# Building a database for crime reports

In this project, we will build a database for storing data related with crimes that occured in Boston. The dataset is available in the file boston.csv .

The goal of this project is to create a database named crimes_db with a table – boston_crimes – with appropriate datatypes for storing the data from the boston.csv file. We will be creating the table inside a schema named crimes. We will also create the readonly and readwrite groups with the appropriate privileges.
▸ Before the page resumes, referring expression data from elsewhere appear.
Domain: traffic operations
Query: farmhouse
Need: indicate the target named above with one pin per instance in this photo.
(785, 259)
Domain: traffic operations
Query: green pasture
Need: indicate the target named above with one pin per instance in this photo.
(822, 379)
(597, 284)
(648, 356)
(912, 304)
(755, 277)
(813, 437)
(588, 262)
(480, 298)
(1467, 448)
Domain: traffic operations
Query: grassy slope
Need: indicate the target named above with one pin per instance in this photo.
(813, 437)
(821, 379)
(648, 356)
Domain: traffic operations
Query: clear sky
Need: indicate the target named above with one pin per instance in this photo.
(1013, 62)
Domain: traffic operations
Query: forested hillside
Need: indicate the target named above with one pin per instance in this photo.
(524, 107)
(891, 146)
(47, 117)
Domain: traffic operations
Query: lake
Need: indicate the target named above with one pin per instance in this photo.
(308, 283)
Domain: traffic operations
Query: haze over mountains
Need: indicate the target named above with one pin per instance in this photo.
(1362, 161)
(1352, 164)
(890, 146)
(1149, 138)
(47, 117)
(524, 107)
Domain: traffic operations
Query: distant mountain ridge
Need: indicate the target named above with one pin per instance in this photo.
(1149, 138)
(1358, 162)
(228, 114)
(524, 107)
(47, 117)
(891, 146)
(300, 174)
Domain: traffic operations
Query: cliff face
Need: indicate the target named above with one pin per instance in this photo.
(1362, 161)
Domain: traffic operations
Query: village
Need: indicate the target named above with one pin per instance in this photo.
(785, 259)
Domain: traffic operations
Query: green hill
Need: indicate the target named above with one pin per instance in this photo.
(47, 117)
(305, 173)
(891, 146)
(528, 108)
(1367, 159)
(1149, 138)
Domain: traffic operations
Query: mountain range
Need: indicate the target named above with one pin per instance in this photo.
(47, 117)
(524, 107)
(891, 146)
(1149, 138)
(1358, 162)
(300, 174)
Finally, we will also need to create one user for each of these groups.

We will start by creating a database for storing our crime data as well as a schema for containing the tables.

In [None]:
import psycopg2
conn = psycopg2.connect("dbname=dq user=dq")
cur = conn.cursor()
conn.autocommit = True
cur.execute("CREATE DATABASE crime_db;")
conn.autocommit = False
conn.close()

In [None]:
conn = psycopg2.connect("dbname=crime_db user=dq")
cur = conn.cursor()
cur.execute("CREATE SCHEMA crimes;")
conn.commit()

We now have a database and a schema — we are ready to start creating tables. Before we do that, let's gather some data about our crime dataset so that we can more easily select the right datatypes to use in our table.

Let's start by reading the column names from the boston.csv file as well as the first row. In this way we will have them at hand throughout this guided project so that we can easily take a look at them at any moment.

In [3]:
import csv
with open('boston.csv','r') as file:
    reader = csv.reader(file)
    list_file = list(reader)
    col_headers = list_file[0]
    first_row = list_file[1]

We now have access to the column headers and the first row of data. This will help us when we create the table as we will not have to remember the names of the columns and using the first row of data we can easily recall what kind of data is stored in each column.
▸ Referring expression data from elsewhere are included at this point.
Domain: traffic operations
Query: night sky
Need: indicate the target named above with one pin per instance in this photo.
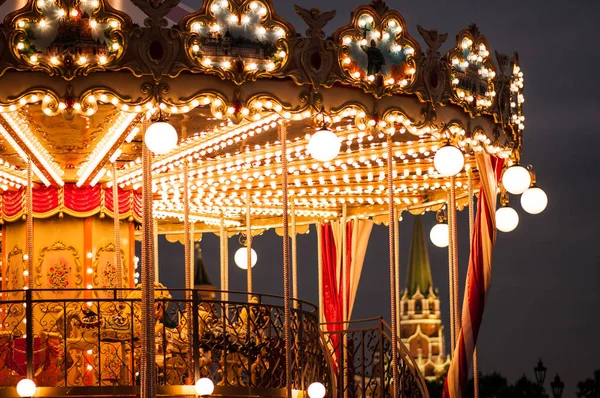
(543, 301)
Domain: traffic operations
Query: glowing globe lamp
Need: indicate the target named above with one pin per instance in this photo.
(324, 145)
(316, 390)
(161, 138)
(534, 200)
(516, 179)
(507, 219)
(439, 235)
(26, 388)
(241, 257)
(449, 161)
(204, 387)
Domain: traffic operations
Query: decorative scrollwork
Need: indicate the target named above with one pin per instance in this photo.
(472, 73)
(67, 38)
(239, 40)
(377, 53)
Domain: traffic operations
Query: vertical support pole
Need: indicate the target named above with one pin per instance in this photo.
(344, 272)
(131, 240)
(344, 278)
(148, 368)
(29, 225)
(286, 259)
(454, 245)
(29, 333)
(222, 239)
(294, 255)
(451, 278)
(249, 243)
(195, 332)
(155, 246)
(117, 231)
(189, 281)
(397, 214)
(87, 259)
(391, 229)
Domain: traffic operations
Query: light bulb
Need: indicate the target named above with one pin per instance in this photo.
(26, 388)
(161, 138)
(534, 200)
(241, 257)
(324, 145)
(507, 219)
(316, 390)
(449, 161)
(516, 179)
(204, 387)
(439, 235)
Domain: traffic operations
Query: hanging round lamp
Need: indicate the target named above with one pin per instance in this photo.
(161, 137)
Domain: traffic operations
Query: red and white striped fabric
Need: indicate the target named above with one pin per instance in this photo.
(479, 275)
(334, 288)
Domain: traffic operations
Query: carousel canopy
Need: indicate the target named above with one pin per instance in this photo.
(227, 77)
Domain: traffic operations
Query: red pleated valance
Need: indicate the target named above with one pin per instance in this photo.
(71, 200)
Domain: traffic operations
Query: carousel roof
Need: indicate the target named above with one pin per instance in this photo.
(81, 83)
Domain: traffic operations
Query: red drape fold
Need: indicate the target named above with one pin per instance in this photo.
(77, 200)
(479, 276)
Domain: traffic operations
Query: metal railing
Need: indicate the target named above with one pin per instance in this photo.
(362, 354)
(93, 339)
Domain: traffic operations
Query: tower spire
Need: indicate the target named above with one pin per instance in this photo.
(419, 270)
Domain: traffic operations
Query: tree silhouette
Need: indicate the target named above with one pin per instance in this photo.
(589, 388)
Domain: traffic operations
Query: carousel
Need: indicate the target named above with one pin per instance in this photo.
(230, 122)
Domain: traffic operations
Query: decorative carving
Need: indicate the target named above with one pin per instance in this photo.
(239, 40)
(104, 269)
(61, 256)
(472, 72)
(510, 99)
(312, 58)
(377, 53)
(432, 84)
(67, 37)
(315, 19)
Before we create a table for storing the crime data, we need to identify the proper datatypes for the columns. To help us with that, let's create a function — get_col_value_set() — that given the name of a CSV file and a column index (starting a 0) that computes a Python set with all distinct values contained in that column.
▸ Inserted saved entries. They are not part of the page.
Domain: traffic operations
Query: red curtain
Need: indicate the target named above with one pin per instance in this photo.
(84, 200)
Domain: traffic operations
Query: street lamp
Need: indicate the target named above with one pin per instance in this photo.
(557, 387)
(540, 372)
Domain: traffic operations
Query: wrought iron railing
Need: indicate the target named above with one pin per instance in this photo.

This function will be useful for two reasons:
1. Checking whether an enumerated datatype might be a good choice for representing a column.
2. Computing the maximum length of any text-like column to select appropriate sizes for VARCHAR columns.


In [4]:
def get_col_value_set(csv_filename, col_index):
    with open(csv_filename,'r') as file:
        reader = csv.reader(file)
        list_file = list(reader)
        rows = list_file[1:]
    
    value_set = set()
    for row in rows:
        value = row[col_index]
        if value not in value_set:
            value_set.add(value)
        else:
            continue
    return value_set

for i in range(len(col_headers)):
    value_set = get_col_value_set('boston.csv', i)
    max_length = 0
    print("There are " + str(len(value_set)) + " values in the set of column index " + str(i) + ".")
    for value in value_set:
        if len(value) > max_length:
            max_length = len(value)
    print("The maximum character length in this column is " + str(max_length) + ".")
    print("")

There are 298329 values in the set of column index 0.
The maximum character length in this column is 6.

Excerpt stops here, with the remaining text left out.